Exit code 0 means no breaking changes. Exit code 1 means breaking changes were detected.

GitHub Actions integration

- name: Generate base manifest
  run: |
    git stash
    dbt parse --profiles-dir . --target ci
    mkdir -p /tmp/base_target && cp target/manifest.json /tmp/base_target/
    git stash pop

- name: Generate current manifest
  run: dbt parse --profiles-dir . --target ci

- name: Column lineage check
  run: |
    dbt-guard diff \
      --base /tmp/base_target \
      --current target/ \
      --dialect snowflake \
      --format github

Bitbucket Pipelines integration

pipelines:
  pull-requests:
    '**':
      - step:
          name: Column lineage check
          image: python:3.12-slim
          script:
            - pip install dbt-guard dbt-core dbt-snowflake
            - git fetch origin $BITBUCKET_PR_DESTINATION_BRANCH
            - git stash
            - dbt parse --profiles-dir . --target ci
            - mkdir -p /tmp/base_target && cp target/manifest.json /tmp/base_target/
            - git stash pop
            - dbt parse --profiles-dir . --target ci
            - dbt-guard diff --base /tmp/base_target --current target/ --dialect snowflake

CLI reference

dbt-guard diff [OPTIONS]

Options:
  --base PATH           Directory containing base manifest.json  [required]
  --current PATH        Directory containing current manifest.json  [required]
  --dialect TEXT        SQL dialect: default, snowflake, bigquery, databricks,
                        redshift, trino  [default: default]
  --format TEXT         Output format: text, json, github  [default: text]
  --fail-on TEXT        When to exit non-zero: breaking, any, never
                        [default: breaking]
  --no-impact           Skip downstream impact analysis
  --max-depth INT       Max DAG hops for impact traversal  [default: 10]
  --output PATH         Write report to file instead of stdout
  --select MODEL        Limit diff to specific model names (repeatable)
  --quiet               Print one-line summary only
  --version             Show version and exit
  --help                Show this message and exit

Exit codes

Code Meaning
0 No breaking changes (or --fail-on never)
1 Breaking changes detected (or any changes with --fail-on any)
2 Tool error (manifest not found, invalid JSON, etc.)

How it works

  1. Parse both manifests. dbt-guard reads manifest.json from the base and current target directories. No dbt execution, no database connection.

  2. Extract column inventories. For each model, it reads the documented columns from manifest.json. If compiled SQL is present on disk (in target/compiled/), it additionally parses the SQL with SQLGlot to detect undocumented columns.

  3. Diff columns. For each model present in both manifests, it compares column sets:

    • Column removed → breaking
    • Column renamed (1 removed + 1 added, matching type) → breaking
    • Column type changed (only when documented on both sides) → breaking
    • Column added → non-breaking
  4. Impact analysis. For each breaking change, it traverses the child_map in the manifest via BFS to find downstream models affected transitively.

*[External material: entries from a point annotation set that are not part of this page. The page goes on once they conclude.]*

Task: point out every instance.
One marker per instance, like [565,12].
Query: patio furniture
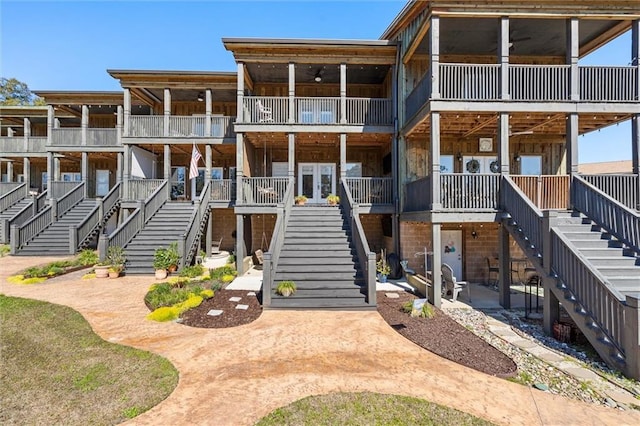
[452,284]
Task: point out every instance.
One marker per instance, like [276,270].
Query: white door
[102,183]
[451,251]
[316,181]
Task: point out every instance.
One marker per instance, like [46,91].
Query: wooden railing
[620,221]
[471,82]
[11,193]
[621,187]
[369,111]
[59,188]
[371,190]
[604,303]
[524,214]
[264,190]
[222,190]
[419,95]
[548,192]
[613,84]
[470,191]
[418,195]
[366,257]
[539,82]
[272,257]
[140,189]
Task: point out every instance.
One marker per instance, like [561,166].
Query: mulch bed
[443,336]
[231,317]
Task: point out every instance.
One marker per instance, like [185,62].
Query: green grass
[367,409]
[55,370]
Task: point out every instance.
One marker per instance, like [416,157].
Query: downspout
[394,154]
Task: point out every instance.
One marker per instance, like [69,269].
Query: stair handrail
[13,196]
[608,213]
[68,200]
[271,257]
[522,210]
[603,302]
[366,257]
[22,234]
[190,237]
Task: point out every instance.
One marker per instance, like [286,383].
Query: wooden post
[436,202]
[343,93]
[503,144]
[435,291]
[503,58]
[573,54]
[167,111]
[434,56]
[292,93]
[504,259]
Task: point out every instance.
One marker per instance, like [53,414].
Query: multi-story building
[455,135]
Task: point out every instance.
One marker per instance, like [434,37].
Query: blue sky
[68,45]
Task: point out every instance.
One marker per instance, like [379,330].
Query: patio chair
[265,113]
[453,285]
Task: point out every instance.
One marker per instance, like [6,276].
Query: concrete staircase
[318,256]
[54,240]
[166,226]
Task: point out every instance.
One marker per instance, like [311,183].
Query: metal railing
[539,82]
[524,213]
[270,258]
[469,191]
[369,111]
[371,190]
[418,195]
[11,193]
[547,192]
[613,84]
[471,82]
[621,187]
[140,189]
[366,257]
[419,95]
[222,190]
[620,221]
[264,190]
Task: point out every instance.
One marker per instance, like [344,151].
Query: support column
[167,111]
[503,57]
[503,144]
[436,203]
[343,155]
[292,93]
[343,93]
[84,124]
[573,54]
[504,259]
[435,291]
[127,111]
[291,166]
[84,172]
[241,250]
[434,56]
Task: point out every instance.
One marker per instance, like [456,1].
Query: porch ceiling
[524,126]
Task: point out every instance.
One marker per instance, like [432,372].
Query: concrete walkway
[236,376]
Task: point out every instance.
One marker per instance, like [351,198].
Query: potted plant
[333,199]
[161,263]
[286,288]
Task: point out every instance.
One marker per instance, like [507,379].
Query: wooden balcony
[160,126]
[274,110]
[32,145]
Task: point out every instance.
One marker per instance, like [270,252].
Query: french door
[316,181]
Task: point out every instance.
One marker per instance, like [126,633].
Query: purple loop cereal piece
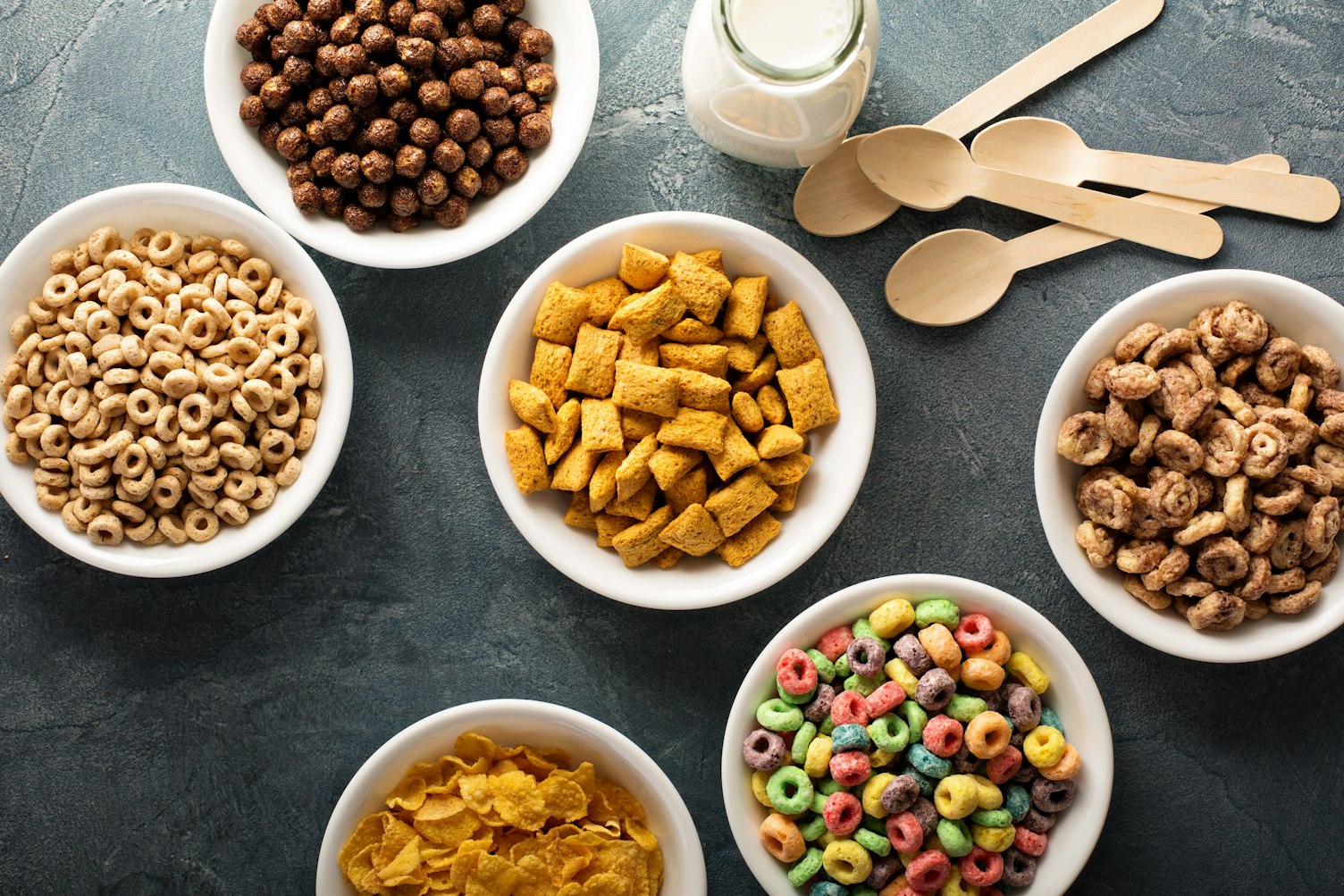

  5. Report. Output in text, JSON, or GitHub Actions annotation format.

What counts as breaking vs. non-breaking

Breaking changes will cause downstream consumers to fail or produce incorrect results:

Change Breaking? Why
Column removed Yes Downstream SELECT or JOIN on that column will fail
Column renamed Yes All references to the old name break
Column type changed Yes Implicit casts may fail or produce wrong results
Column added No Additive; downstream consumers are unaffected
New model added No Nothing depends on it yet
Model removed from current No Not diffed; dbt will surface this as a ref() error

Limitations

SELECT * expansion. When a model ends with SELECT * FROM final_cte, dbt-guard tries to resolve the star by tracing back through the CTE chain. If the star references a physical table (not a CTE), expansion fails and dbt-guard falls back to documented columns from schema.yml.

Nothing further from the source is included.